The core of the question would be given a tuple type T1 and a second tuple type T2 which extends Partial<T1>, how could I get a third type which represents the sequence of items that are in T1 but not in T2.
Assumption I am currently making the assumption that given a tuple T, a tuple that may contain the first item in T, or the first and second items of T, or the first 3 items … etc may be represented by Partial<T>. If this is not correct please explain how this could be represented.

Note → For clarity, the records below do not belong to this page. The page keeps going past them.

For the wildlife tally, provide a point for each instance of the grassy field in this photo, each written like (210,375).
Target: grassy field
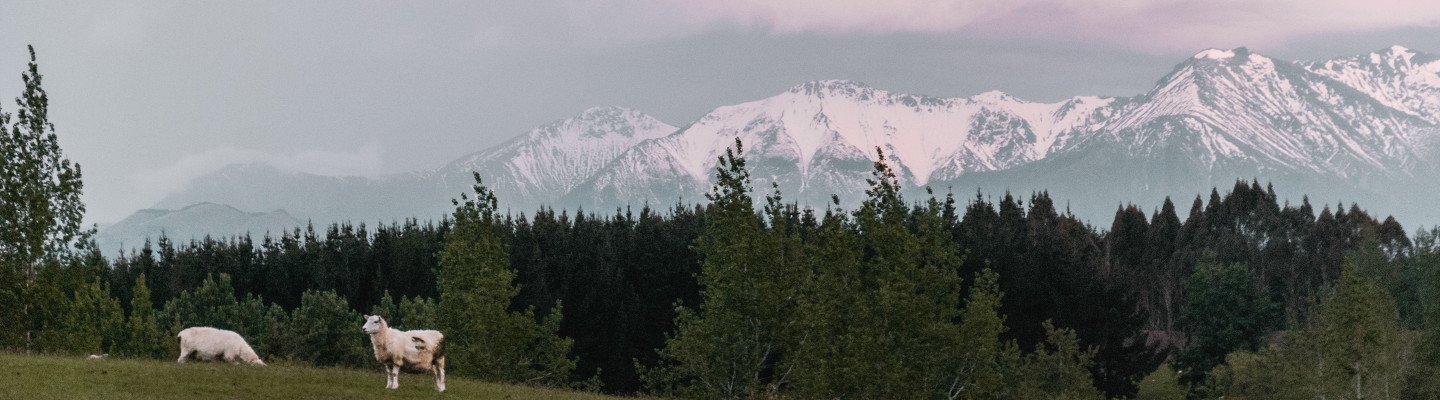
(75,377)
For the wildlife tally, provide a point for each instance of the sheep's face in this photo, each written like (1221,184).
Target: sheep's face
(372,324)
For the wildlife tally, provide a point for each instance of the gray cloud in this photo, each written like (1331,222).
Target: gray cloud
(144,95)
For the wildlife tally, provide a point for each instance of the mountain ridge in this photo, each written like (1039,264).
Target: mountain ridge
(1348,128)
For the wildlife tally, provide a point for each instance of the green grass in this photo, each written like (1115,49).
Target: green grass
(75,377)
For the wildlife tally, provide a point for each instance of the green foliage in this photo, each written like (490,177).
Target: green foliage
(324,331)
(141,331)
(389,310)
(825,311)
(418,312)
(87,323)
(1423,380)
(1361,337)
(981,369)
(729,348)
(216,305)
(212,305)
(1354,348)
(1223,314)
(488,340)
(1060,369)
(1161,384)
(41,206)
(46,377)
(884,324)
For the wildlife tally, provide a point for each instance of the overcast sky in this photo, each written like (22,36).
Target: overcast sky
(149,95)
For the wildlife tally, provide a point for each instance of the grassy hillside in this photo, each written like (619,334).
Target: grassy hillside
(74,377)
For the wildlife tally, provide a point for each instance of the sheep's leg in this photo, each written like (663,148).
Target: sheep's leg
(439,373)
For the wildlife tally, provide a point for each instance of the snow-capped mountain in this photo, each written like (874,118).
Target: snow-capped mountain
(1397,76)
(818,138)
(1362,128)
(549,161)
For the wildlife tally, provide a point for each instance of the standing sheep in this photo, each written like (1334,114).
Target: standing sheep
(409,350)
(208,344)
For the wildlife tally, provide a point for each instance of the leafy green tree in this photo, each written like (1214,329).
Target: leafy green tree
(1059,369)
(212,304)
(141,331)
(825,310)
(41,206)
(41,209)
(324,331)
(90,323)
(1223,314)
(418,312)
(389,310)
(1423,380)
(475,281)
(729,348)
(1364,346)
(1352,348)
(982,370)
(899,337)
(1161,384)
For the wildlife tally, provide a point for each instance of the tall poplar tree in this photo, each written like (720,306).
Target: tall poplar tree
(41,206)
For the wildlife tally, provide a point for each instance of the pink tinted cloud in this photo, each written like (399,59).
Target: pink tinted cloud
(1158,25)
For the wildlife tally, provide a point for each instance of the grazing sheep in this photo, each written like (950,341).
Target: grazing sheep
(209,344)
(409,350)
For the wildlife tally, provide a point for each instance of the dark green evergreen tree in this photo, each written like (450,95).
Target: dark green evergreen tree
(324,331)
(141,331)
(475,284)
(732,346)
(1223,314)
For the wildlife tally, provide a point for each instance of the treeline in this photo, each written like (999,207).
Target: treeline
(1123,294)
(990,298)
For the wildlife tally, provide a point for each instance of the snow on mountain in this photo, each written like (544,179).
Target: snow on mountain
(1278,115)
(546,163)
(818,138)
(1364,128)
(1397,76)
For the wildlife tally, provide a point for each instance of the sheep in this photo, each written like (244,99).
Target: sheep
(414,351)
(208,344)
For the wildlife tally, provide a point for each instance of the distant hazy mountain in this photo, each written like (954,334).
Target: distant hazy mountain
(193,222)
(1362,128)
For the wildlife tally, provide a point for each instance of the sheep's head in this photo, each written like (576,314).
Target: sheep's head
(373,324)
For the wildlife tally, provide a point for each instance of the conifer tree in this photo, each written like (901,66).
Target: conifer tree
(1161,384)
(1364,346)
(326,331)
(418,312)
(475,284)
(899,338)
(730,347)
(141,330)
(824,363)
(981,369)
(389,310)
(1223,314)
(1057,369)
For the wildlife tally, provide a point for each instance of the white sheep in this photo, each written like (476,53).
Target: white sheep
(415,351)
(209,344)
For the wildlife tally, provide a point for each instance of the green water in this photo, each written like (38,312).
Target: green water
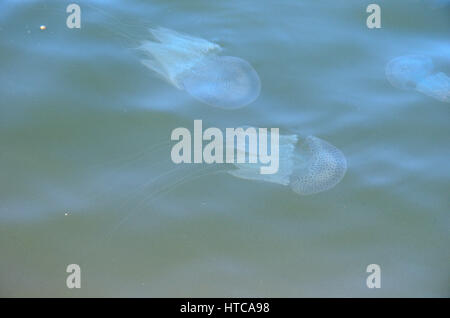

Context I would like to create a function f that takes a generic tuple of type T and an argument a of type T2 that extends Partial<T>, the function would then return another function with an argument of type T3 that represents a tuple that should consist of the items that when added to the first tuple argument should recreate the initial tuple. Such that tuple types T2 + T3 should equal type T, where + represents concatenating the tuples.
This is what I have so far
type R<T extends any[], T2 extends Partial<T>> = never; // this would represent the type I'm looking for
const f =
<T extends any[]>() =>
<T2 extends Partial<T>>(t1: T2) =>
(t2: R<T, T2>): T =>
[...t1, ...t2];
Note here there are three functions as the first one is just to provide the generic type T for use in the following two functions. If I were to call f as follows
const f1 = f<[1, 2, 3, 4, 5]>()([1,2])
f1([3,4,5])
I would like for [3,4,5] to be the expected type if possible.
Thanks for any help, here’s a playground link with the above.
>Solution :
You can use conditional type inference with variadic tuple types to "subtract" tuples:
type R<T extends any[], T2 extends Partial<T>> =
T extends [...T2, ...infer D] ? D : never
We can verify that this works as desired:
const f =
<T extends any[]>() =>
<T2 extends Partial<T>>(t1: T2) =>
(t2: R<T, T2>): T =>
[...t1, ...t2] as T;
const f1 = f<[1, 2, 3, 4, 5]>()([1, 2])
// const f1: (t2: [3, 4, 5]) => [1, 2, 3, 4, 5]
f1([3, 4, 5]); // okay
Note that in the implementation I just asserted that the return type is correct to avoid dealing with compiler errors. The reason the compiler issues an error there is primarily because it cannot reason about generic conditional types like [...T2, ...R<T, T2>] for arbitrary T and T2. All it sees is that [...t1, ...t2] is of type (T2[number] | R<T, T2>[number])[], which is correct as far as it goes, but not specific enough to guarantee that it is compatible with T.